Um filme cômico, e ao mesmo tempo profundo, sobre a perseguição aos judeus e os campos de concentração nazistas. Foi esse o desafio, artístico e politicamente ousado, que o ator e diretor italiano Roberto Benigni decidiu enfrentar.
O resultado foi "La Vita È Bella" (A Vida É Bela), filme que se tornou grande sucesso de bilheteria na Itália e que será exibido amanhã no 51º Festival Internacional de Cinema de Cannes.
No começo, o filme é uma história de amor. O protagonista é um judeu italiano, Guido Orefici (Benigni). Em 1938, ele chega a uma cidade da Toscana -a região do ator- para abrir uma livraria.
Ali conhece Dora, uma moça da boa sociedade local, namorada de um dirigente do partido fascista (a atriz é Nicoletta Braschi, mulher de Benigni na vida real). Os dois se apaixonam, e Guido chega a "raptá-la" na noite do noivado.
O estilo muda na segunda parte. Passaram-se seis anos. Guido e Dora tiveram um menino, Giosué, enquanto a Europa mergulhava na Segunda Guerra e começava a perseguição contra os judeus.
Em 1944, Guido e Giosué são presos pelos nazistas e arrastados até o trem que vai levá-los ao campo de concentração. Dora, que não é judia, decide ir junto.
No campo, Guido tenta preservar o menino da violência. A solução encontrada é fingir que tudo não passa de um jogo, e que respeitando as regras do campo será possível ganhar o "primeiro prêmio": um tanque de verdade.
Esqueçam "A Lista de Schindler", de Spielberg, ou "A Trégua", do italiano Francesco Rosi. "La Vita È Bella" não tem nenhuma pretensão de realismo documentativo. "Não quis descrever com precisão os campos de concentração ou a Itália dos anos 40", explicou Benigni.

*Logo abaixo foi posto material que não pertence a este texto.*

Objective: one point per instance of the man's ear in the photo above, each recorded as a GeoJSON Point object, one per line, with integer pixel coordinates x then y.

"Meu filme é apenas uma fábula amarga. O protagonista é um italiano como outro qualquer, que só descobre ser judeu quando começam as persecuções raciais. Isso torna a história ainda mais atroz." A escolha de usar dois registros diferentes -comédia e tragédia- serve para sublinhar o elemento de casualidade na sorte de milhões de vítimas do Holocausto. "É uma espécie de citação do Eclesiaste: um tempo para rir, outro para chorar", disse Benigni. "Eu quis contar uma historia de coragem e de amor. Não é uma análise histórica: fascismo e nazismo são descritos como monstros negros e informes."

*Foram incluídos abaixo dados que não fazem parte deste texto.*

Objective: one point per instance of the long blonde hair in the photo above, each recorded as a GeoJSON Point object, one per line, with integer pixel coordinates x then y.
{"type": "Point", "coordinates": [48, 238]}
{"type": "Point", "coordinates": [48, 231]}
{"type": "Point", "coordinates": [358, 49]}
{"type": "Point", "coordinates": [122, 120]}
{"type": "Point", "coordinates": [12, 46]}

O público e a maior parte da crítica adoraram. O filme, que custou US$ 5,5 milhões, já rendeu mais de US$ 28 milhões e teve resenhas elogiosas nos principais jornais italianos.
O êxito comercial foi tamanho que, caso raro para um filme italiano, a distribuidora norte-americana Miramax comprou os direitos mundiais e vai lançar o filme em vários países. Para o mercado dos EUA, Benigni aceitou alterar a montagem de algumas cenas.

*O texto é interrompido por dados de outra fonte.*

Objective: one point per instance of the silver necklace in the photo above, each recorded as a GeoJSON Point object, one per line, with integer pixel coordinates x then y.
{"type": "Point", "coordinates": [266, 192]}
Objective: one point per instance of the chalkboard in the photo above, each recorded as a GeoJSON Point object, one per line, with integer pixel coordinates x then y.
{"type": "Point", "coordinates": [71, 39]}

A comunidade judia italiana também aprovou. Benigni não é judeu ("como dizia Chaplin, é uma honra que não tenho", declarou certa vez), mas a estréia do filme, em dezembro passado, foi organizada pelo Centro de Documentação Hebraica Contemporânea (Cdec), que ajudou nas pesquisas históricas e na produção.
Alguns sobreviventes dos campos de concentração participaram das filmagens, corrigindo detalhes e sugerindo mudanças no roteiro escrito por Vincenzo Cerami.
No fim da projeção de estréia, o rabino Elio Toaff, figura carismática da comunidade em Roma, levantou e foi abraçar Benigni.
Houve algumas reações desfavoráveis a "La Vita È Bella", quase todas ligadas à reconstrução da vida no campo de concentração.
Jaques Mandelbaum, crítico do jornal francês "Le Monde", por exemplo, chegou a escrever que o filme de Benigni é "a primeira comédia negacionista da história do cinema". Na Europa, foi definido como "negacionismo" a posição de alguns historiadores, os chamados revisionistas, que negam ou minimizam a realidade do Holocausto.